Allergic-type reactions, e.g., anaphylactoid reaction, laryngeal edema, orolingual angioedema, rash, and urticaria have been reported. A cause and effect relationship to Activase (alteplase) therapy has not been established. When such reactions occur, they usually respond to conventional therapy. There have been post-marketing reports of orolingual angioedema associated with the use of Activase (alteplase) . Most reports were of patients treated for acute ischemic stroke, some reports were of patients treated for acute myocardial infarctions (see PRECAUTIONS: General). Many of these patients received concomitant angiotensin-converting enzyme inhibitors (see PRECAUTIONS: DRUG INTERACTIONS). Most cases resolved with prompt treatment; there have been rare fatalities as a result of upper airway hemorrhage from intubation trauma.
Other Adverse Reactions
The following adverse reactions have been reported among patients receiving Activase (alteplase) in clinical trials and in post-marketing experience. These reactions are frequent sequelae of the underlying disease and the effect of Activase (alteplase) on the incidence of these events is unknown. Use in Acute Myocardial Infarction: Arrhythmias, AV block, cardiogenic shock, heart failure, cardiac arrest, recurrent ischemia, myocardial reinfarction, myocardial rupture, electromechanical dissociation, pericardial effusion, pericarditis, mitral regurgitation, cardiac tamponade, thromboembolism, pulmonary edema. These events may be life threatening and may lead to death. Nausea and/or vomiting, hypotension and fever have also been reported.
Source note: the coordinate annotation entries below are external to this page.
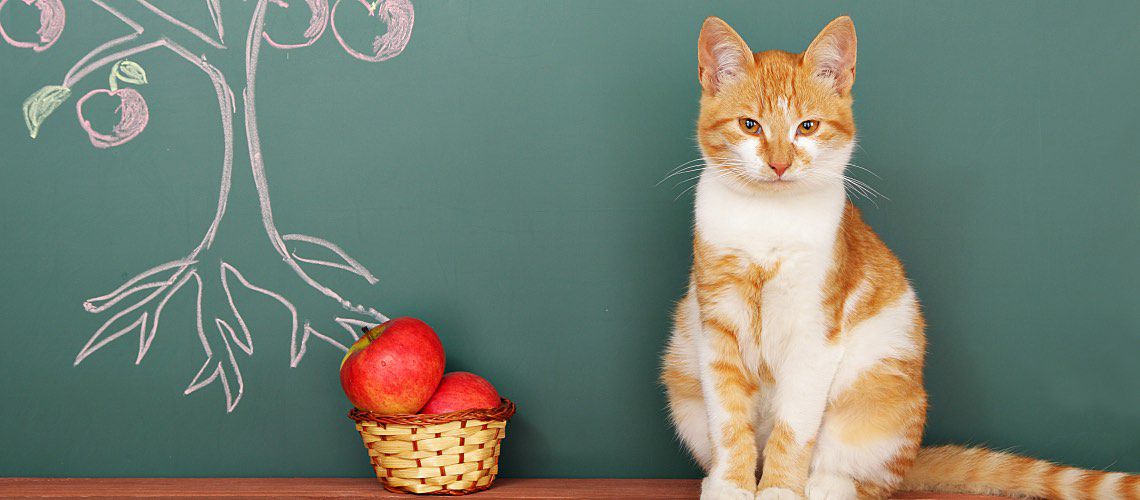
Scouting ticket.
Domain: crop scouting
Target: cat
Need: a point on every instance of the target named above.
(799, 334)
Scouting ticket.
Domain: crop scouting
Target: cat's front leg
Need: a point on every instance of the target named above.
(730, 396)
(803, 383)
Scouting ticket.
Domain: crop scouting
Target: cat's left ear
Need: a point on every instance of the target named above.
(831, 55)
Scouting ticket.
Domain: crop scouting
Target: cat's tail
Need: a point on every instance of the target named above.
(958, 469)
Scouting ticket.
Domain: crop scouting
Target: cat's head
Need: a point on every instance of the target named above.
(776, 121)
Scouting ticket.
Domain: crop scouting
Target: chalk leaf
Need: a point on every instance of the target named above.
(40, 105)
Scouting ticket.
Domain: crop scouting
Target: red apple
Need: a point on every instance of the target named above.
(393, 368)
(462, 391)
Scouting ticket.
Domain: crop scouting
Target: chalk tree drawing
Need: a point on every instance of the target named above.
(137, 304)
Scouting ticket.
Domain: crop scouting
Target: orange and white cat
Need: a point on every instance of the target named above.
(799, 334)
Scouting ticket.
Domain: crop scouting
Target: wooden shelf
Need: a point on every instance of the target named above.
(317, 488)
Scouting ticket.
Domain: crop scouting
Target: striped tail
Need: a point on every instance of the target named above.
(958, 469)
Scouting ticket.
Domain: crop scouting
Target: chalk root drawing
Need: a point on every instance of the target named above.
(137, 304)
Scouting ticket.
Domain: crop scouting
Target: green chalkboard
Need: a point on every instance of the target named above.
(491, 167)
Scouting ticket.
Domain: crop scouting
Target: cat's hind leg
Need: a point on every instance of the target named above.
(870, 434)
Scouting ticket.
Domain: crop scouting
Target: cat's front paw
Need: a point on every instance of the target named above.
(776, 493)
(713, 489)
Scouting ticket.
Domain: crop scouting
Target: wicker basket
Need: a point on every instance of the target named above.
(445, 453)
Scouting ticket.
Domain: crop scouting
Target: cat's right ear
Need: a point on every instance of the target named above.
(722, 55)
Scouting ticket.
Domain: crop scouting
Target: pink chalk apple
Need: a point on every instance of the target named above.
(53, 17)
(462, 391)
(395, 368)
(132, 117)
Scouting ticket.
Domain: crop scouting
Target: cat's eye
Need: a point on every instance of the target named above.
(750, 125)
(807, 128)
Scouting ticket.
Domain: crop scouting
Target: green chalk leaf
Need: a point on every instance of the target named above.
(129, 72)
(40, 105)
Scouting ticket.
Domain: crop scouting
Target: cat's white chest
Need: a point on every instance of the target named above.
(791, 235)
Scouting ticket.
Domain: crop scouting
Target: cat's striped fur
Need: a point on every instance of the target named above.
(797, 353)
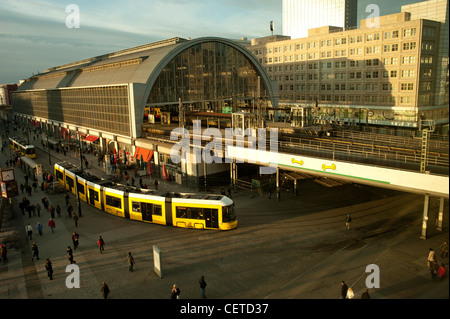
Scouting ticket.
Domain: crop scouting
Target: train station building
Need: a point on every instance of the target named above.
(111, 100)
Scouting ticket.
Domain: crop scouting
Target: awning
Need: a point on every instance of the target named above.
(91, 138)
(146, 154)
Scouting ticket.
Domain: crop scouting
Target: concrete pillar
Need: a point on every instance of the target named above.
(233, 174)
(278, 185)
(441, 214)
(426, 207)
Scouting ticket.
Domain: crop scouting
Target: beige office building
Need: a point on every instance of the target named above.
(384, 73)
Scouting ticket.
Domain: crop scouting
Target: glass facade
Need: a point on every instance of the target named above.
(103, 108)
(301, 15)
(207, 75)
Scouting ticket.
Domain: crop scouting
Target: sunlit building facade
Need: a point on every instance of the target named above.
(301, 15)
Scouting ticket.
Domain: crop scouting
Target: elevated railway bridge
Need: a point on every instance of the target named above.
(365, 158)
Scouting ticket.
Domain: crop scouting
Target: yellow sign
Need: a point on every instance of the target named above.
(325, 167)
(298, 162)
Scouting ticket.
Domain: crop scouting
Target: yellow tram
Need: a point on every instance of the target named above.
(186, 210)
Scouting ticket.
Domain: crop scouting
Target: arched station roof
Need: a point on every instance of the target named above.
(140, 65)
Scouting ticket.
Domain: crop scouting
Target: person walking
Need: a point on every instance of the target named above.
(51, 209)
(34, 251)
(348, 221)
(75, 241)
(365, 294)
(101, 244)
(70, 255)
(69, 210)
(39, 228)
(105, 290)
(175, 293)
(131, 262)
(350, 293)
(442, 272)
(431, 258)
(29, 231)
(4, 253)
(38, 209)
(344, 289)
(434, 269)
(444, 249)
(52, 225)
(75, 219)
(203, 284)
(49, 268)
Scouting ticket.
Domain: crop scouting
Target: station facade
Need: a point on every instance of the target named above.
(108, 99)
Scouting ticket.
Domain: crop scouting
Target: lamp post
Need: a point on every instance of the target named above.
(76, 178)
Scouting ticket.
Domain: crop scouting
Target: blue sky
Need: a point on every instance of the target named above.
(34, 36)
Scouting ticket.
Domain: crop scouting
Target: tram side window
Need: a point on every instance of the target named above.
(80, 188)
(182, 212)
(136, 207)
(228, 213)
(30, 151)
(93, 194)
(190, 212)
(59, 175)
(157, 210)
(113, 201)
(69, 181)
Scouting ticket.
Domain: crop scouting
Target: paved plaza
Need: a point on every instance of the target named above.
(295, 248)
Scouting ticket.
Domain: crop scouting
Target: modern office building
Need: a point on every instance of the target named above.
(106, 98)
(385, 76)
(436, 10)
(301, 15)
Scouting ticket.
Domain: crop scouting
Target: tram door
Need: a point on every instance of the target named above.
(93, 196)
(211, 217)
(147, 210)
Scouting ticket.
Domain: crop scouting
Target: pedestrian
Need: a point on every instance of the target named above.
(431, 258)
(434, 269)
(101, 244)
(75, 241)
(4, 253)
(350, 293)
(348, 220)
(131, 262)
(203, 284)
(39, 228)
(52, 225)
(75, 219)
(49, 268)
(66, 198)
(69, 210)
(444, 249)
(29, 231)
(105, 290)
(344, 289)
(365, 294)
(38, 209)
(442, 272)
(70, 255)
(34, 251)
(175, 293)
(52, 211)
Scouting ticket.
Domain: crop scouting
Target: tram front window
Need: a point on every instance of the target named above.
(228, 214)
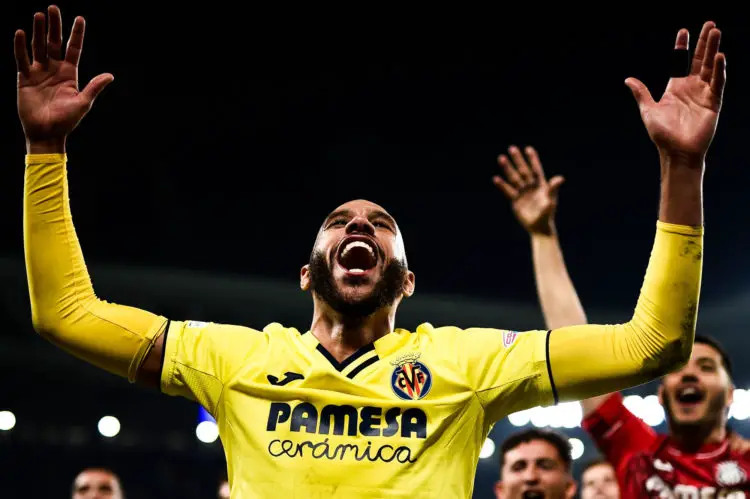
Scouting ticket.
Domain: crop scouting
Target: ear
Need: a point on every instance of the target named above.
(660, 394)
(499, 490)
(304, 278)
(571, 489)
(408, 287)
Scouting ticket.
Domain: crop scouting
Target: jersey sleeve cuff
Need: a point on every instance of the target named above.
(38, 159)
(172, 338)
(685, 230)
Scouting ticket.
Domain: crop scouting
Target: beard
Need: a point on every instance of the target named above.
(385, 292)
(712, 416)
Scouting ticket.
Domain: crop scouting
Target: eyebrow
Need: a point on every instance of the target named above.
(706, 359)
(373, 214)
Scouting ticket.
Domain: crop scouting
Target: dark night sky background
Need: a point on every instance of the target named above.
(229, 133)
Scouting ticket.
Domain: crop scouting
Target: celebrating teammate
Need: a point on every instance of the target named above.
(599, 480)
(699, 457)
(353, 406)
(535, 464)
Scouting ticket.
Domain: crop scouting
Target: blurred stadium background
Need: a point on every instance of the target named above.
(198, 183)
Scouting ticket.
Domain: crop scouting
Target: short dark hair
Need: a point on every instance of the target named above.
(716, 345)
(555, 439)
(597, 461)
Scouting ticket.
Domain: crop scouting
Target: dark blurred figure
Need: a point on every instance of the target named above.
(97, 483)
(535, 464)
(599, 481)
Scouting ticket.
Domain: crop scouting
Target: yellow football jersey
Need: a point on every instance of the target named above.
(405, 416)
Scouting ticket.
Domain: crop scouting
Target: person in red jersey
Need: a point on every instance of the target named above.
(699, 457)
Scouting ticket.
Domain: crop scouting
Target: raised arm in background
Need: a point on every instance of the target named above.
(591, 360)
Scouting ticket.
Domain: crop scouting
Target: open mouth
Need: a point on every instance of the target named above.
(690, 395)
(357, 255)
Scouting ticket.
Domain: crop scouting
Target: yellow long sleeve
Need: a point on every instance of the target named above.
(64, 308)
(591, 360)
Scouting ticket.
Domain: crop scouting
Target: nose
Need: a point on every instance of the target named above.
(360, 224)
(531, 476)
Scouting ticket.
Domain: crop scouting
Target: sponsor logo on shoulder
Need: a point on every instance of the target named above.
(509, 337)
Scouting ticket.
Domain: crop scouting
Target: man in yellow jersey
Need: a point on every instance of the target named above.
(354, 406)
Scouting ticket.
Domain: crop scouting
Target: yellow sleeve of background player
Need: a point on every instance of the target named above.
(578, 362)
(201, 358)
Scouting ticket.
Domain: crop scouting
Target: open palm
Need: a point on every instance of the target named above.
(50, 105)
(533, 198)
(684, 120)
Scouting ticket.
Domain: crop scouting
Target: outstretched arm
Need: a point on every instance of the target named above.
(594, 360)
(65, 310)
(534, 201)
(576, 362)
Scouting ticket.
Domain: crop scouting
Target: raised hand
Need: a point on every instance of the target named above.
(683, 122)
(50, 105)
(532, 197)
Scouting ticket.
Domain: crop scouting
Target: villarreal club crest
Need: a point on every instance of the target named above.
(411, 379)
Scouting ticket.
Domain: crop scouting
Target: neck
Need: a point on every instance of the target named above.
(691, 438)
(343, 336)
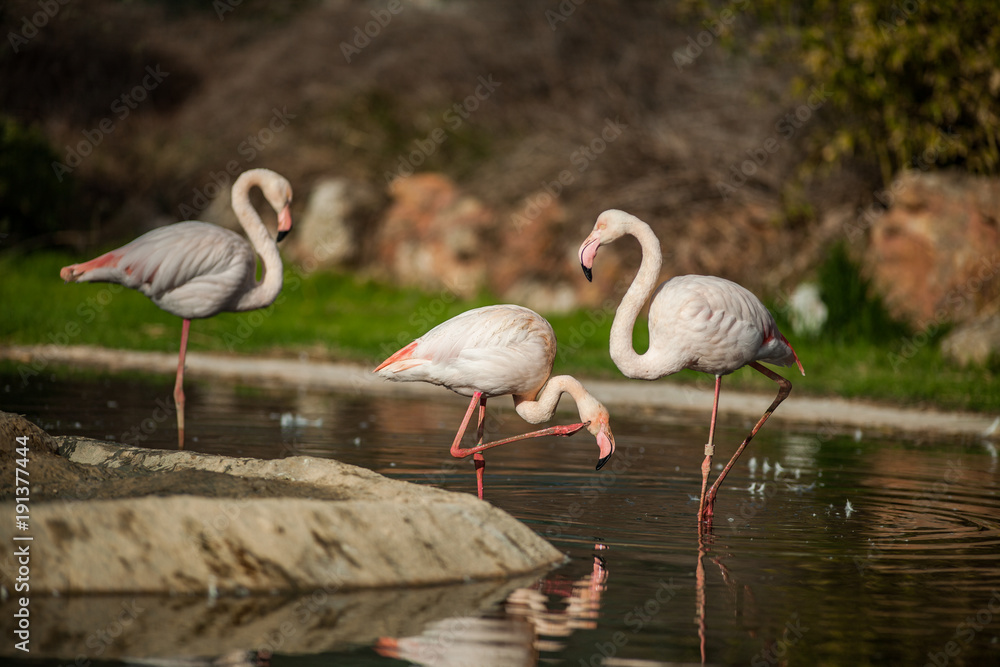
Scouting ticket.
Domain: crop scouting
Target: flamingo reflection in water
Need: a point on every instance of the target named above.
(515, 638)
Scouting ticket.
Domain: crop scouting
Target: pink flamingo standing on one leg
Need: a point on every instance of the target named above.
(493, 351)
(196, 270)
(704, 323)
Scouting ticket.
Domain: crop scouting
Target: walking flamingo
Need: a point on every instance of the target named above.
(196, 270)
(704, 323)
(494, 351)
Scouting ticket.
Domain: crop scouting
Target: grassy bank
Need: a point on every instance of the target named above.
(334, 316)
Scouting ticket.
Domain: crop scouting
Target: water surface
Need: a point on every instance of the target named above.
(827, 548)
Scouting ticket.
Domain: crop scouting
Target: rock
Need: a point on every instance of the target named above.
(527, 268)
(324, 237)
(433, 236)
(974, 342)
(935, 253)
(806, 310)
(261, 526)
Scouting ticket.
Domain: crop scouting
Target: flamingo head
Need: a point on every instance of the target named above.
(598, 423)
(610, 226)
(278, 192)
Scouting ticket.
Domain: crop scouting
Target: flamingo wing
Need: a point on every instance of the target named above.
(191, 269)
(496, 350)
(715, 325)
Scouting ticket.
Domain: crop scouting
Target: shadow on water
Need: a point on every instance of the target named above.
(827, 548)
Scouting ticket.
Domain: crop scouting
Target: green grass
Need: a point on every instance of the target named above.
(339, 316)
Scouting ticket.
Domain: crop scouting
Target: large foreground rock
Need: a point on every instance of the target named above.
(935, 253)
(222, 525)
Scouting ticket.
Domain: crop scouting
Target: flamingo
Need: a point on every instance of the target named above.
(704, 323)
(494, 351)
(195, 270)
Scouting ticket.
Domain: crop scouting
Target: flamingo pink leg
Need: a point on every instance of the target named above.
(476, 452)
(179, 385)
(706, 465)
(784, 388)
(478, 458)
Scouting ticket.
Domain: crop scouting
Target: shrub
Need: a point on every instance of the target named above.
(910, 81)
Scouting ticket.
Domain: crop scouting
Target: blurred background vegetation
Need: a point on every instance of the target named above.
(699, 84)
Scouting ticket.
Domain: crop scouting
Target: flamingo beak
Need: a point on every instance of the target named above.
(284, 222)
(606, 441)
(588, 251)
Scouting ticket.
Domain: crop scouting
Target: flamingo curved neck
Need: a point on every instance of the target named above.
(544, 405)
(629, 362)
(264, 292)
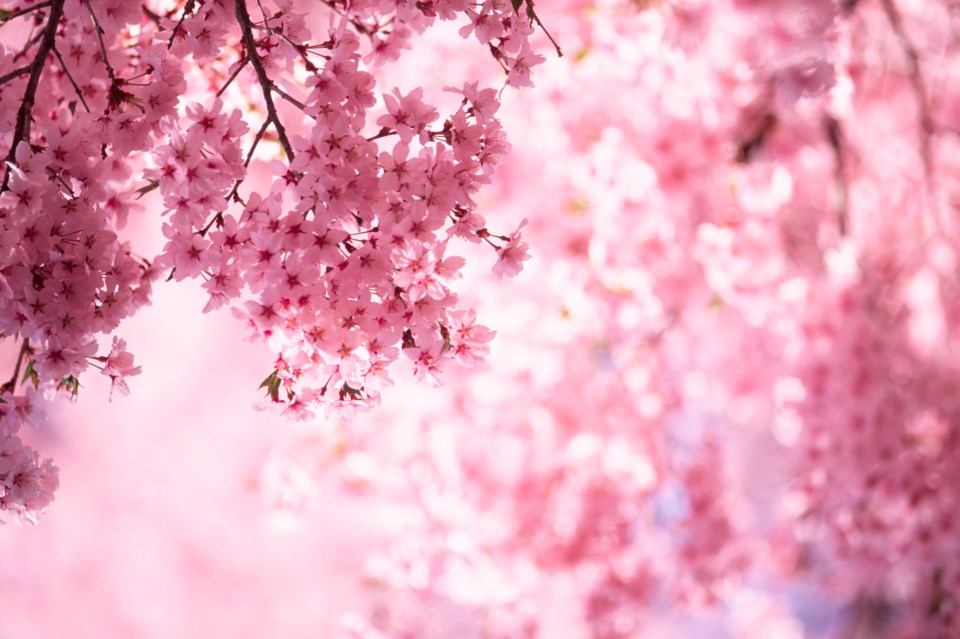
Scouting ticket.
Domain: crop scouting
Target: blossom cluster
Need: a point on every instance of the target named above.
(342, 261)
(731, 376)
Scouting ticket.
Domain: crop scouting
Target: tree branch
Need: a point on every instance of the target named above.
(266, 85)
(21, 131)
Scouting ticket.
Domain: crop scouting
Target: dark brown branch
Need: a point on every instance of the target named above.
(266, 85)
(289, 98)
(66, 71)
(187, 10)
(919, 85)
(21, 131)
(835, 138)
(16, 73)
(233, 76)
(23, 12)
(11, 384)
(151, 14)
(103, 48)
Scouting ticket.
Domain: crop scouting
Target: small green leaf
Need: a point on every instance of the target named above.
(31, 374)
(70, 384)
(272, 384)
(353, 393)
(146, 189)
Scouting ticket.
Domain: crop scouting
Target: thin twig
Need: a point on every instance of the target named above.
(103, 48)
(233, 76)
(835, 137)
(266, 85)
(66, 71)
(11, 384)
(152, 15)
(23, 12)
(289, 98)
(187, 11)
(21, 131)
(16, 73)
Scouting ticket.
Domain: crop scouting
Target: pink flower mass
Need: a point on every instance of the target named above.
(477, 319)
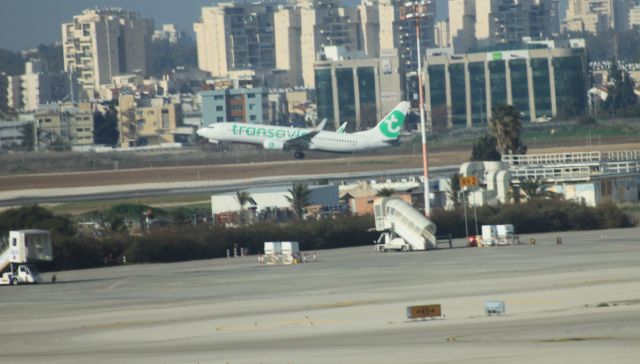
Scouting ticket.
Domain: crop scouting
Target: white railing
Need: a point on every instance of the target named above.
(553, 173)
(552, 158)
(624, 155)
(622, 167)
Use in Pulmonary Embolism: Pulmonary reembolization, pulmonary edema, pleural effusion, thromboembolism, hypotension. These events may be life threatening and may lead to death. Fever has also been reported.
Use in Acute Ischemic Stroke: Cerebral edema, cerebral herniation, seizure, new ischemic stroke. These events may be life threatening and may lead to death.